How to Use SQL to Query Your Family Tree

If you know some basic SQL and you have a family tree, this tutorial will show you how to:

  • Convert your family tree into a SQL database on your local computer
  • Run SQL queries to create a detailed genealogy report of everyone in your tree

All you need is some free software and a Windows or Mac computer.

Don’t worry if you’re a SQL beginner. We’ll show you how to create and combine simple queries to make a complex list.

And if you don’t want too much explanation, you can just download the fully completed script and get the insights from your tree.

YouTube Walkthrough

If you prefer a video walkthrough of this tutorial, then here it is:

YouTube player

Step 1: Export Your Family Tree to a GEDCOM File

A GEDCOM file is a text file that contains your family tree in a format that can be imported into a wide range of genealogy applications and websites.

If your family tree is online on a website like Ancestry, MyHeritage, or Geni, you can easily export it to a GEDCOM File. Here are detailed instructions for these websites:

If your tree is in desktop software like Family Tree Maker or Family Tree Builder, you’ll find the option to export it to GEDCOM under the File menu.

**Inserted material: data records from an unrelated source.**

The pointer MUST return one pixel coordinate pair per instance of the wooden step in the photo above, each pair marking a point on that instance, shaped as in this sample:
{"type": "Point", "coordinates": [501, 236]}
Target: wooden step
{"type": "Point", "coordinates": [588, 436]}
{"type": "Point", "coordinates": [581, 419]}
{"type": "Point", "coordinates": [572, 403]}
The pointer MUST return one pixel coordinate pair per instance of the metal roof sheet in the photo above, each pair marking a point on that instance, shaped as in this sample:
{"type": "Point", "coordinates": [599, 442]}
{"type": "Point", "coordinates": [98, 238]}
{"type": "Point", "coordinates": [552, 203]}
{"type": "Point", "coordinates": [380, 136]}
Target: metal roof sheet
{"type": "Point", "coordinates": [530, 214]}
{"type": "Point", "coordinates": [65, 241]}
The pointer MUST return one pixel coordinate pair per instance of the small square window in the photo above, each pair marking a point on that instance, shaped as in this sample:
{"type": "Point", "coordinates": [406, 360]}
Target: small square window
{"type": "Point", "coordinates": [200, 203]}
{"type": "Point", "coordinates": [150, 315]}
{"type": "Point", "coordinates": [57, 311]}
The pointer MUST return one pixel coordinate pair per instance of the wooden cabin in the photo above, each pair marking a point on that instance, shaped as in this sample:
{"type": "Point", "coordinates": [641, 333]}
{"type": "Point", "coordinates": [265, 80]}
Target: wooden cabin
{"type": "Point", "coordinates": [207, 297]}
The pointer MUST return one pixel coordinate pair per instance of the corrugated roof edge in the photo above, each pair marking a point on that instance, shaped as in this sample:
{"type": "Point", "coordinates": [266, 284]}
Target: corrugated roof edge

If your tree is in RootsMagic, then you have a nice shortcut in that you don’t need to export it for this tutorial. Just continue on.

Step 2: Install RootsMagic (Free)

RootsMagic is a desktop family tree application that can be installed on Windows or a Mac. We are going to use it to convert your GEDCOM into a SQL database.

You just need the free version (known as RootsMagic Essentials).

Follow this link to download the installer to your machine. You don’t need to sign up to anything (just unclick the little checkbox underneath the registration details).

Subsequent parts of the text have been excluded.